An unknown difference

Microbiomes are like fingerprints: they are so diverse that no two people have the same. They’re also incredibly dynamic—they grow, shrink, and evolve over a person’s lifetime, so a baby’s microbiome looks very different as it grows. A few microbial species are found in more than 90 percent of people in Western societies, but most species are found in 20 percent to 90 percent of people. (Even Escherichia coli(Perhaps the only gut bacteria that most people can name is 90 percent less frequent.) Studies show that non-Western societies have more diverse microbes and more dynamic microbiomes.

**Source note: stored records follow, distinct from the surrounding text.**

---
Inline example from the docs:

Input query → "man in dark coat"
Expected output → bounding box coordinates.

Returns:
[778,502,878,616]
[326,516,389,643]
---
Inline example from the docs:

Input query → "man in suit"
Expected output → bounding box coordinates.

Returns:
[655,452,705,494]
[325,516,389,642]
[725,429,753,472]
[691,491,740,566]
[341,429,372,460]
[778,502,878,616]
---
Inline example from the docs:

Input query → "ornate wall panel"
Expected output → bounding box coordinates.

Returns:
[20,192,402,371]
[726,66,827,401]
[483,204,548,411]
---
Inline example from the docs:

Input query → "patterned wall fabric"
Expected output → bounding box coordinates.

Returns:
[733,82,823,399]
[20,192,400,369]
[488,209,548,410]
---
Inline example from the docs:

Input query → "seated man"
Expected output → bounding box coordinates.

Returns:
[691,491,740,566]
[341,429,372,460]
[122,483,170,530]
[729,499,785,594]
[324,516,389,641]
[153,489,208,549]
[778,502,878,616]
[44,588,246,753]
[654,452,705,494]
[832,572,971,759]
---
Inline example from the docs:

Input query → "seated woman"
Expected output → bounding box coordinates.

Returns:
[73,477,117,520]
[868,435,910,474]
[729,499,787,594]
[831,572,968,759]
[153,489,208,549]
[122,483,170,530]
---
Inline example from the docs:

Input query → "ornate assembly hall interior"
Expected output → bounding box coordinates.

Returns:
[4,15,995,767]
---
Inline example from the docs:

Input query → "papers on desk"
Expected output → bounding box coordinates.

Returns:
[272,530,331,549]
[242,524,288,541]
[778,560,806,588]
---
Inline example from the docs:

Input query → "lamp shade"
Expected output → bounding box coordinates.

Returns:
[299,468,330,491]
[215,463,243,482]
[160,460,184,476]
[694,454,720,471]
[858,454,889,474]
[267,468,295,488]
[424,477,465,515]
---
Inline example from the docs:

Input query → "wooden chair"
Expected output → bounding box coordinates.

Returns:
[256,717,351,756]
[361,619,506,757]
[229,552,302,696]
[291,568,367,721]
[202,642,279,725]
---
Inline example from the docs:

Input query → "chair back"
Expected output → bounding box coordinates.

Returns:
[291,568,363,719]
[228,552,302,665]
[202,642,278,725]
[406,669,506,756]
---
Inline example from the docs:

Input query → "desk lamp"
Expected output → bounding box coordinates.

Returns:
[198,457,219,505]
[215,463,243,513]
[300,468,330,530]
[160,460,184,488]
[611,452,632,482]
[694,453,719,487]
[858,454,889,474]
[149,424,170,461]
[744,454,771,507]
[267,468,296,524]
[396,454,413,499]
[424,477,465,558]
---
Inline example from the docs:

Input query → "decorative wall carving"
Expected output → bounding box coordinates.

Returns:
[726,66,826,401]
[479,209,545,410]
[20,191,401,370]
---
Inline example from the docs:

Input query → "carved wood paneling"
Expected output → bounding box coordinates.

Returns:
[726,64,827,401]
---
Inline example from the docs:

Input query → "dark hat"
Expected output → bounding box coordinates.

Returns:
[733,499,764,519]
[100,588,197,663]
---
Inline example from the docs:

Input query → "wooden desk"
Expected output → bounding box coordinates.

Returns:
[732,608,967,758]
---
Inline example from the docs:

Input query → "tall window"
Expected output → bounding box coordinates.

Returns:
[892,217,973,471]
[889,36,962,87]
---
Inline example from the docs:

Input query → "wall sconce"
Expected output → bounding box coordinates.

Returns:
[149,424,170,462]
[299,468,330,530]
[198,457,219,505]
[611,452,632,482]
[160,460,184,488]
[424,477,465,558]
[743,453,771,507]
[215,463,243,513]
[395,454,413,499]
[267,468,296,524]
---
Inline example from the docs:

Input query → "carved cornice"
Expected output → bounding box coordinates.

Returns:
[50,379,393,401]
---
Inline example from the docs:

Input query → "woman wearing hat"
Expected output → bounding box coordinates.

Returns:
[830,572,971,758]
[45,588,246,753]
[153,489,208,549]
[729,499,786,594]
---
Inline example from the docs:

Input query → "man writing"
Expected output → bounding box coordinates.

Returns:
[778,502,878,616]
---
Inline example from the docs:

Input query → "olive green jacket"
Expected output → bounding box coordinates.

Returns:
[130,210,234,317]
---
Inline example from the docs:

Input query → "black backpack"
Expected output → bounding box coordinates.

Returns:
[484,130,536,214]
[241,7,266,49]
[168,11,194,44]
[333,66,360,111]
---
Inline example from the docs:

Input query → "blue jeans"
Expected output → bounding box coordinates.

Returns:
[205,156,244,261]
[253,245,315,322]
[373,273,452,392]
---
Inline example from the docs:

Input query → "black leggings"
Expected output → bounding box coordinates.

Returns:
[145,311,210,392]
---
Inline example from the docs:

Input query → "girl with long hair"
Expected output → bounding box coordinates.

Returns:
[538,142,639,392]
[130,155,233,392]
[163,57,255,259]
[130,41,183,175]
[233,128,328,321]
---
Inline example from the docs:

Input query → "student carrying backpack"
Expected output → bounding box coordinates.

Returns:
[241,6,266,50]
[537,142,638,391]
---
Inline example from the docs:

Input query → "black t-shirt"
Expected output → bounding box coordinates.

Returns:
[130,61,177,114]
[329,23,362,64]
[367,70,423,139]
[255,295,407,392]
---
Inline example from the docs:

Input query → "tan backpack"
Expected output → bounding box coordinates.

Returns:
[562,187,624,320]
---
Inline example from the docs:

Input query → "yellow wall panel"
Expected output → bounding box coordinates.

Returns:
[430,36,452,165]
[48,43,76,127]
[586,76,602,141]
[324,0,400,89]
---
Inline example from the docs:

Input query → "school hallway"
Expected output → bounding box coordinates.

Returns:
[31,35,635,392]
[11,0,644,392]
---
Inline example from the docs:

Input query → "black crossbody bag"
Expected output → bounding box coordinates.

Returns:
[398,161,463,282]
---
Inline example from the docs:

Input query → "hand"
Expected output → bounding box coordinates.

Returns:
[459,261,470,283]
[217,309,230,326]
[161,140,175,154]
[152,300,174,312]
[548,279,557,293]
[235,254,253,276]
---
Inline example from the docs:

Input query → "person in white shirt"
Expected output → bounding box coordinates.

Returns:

In a population, any two randomly selected individuals have less than half of their microbiome species in common—on average, the microbial overlap in the gut is between 30 percent and 35 percent. Microbiologists argue that there is a “core” set of microbes that all healthy people have, but if there is, it’s probably a single-digit percentage of the total.

Determining how often microbes are transmitted between people, however, is a more difficult problem than looking for species. A single species may contain many different species or genetic variants. Therefore, researchers should be able to identify individual species by looking at genes in microbiome samples. There may be 2 to 20 million unique microbial genes in the human microbiome. Microbes are constantly changing their genes, changing and growing.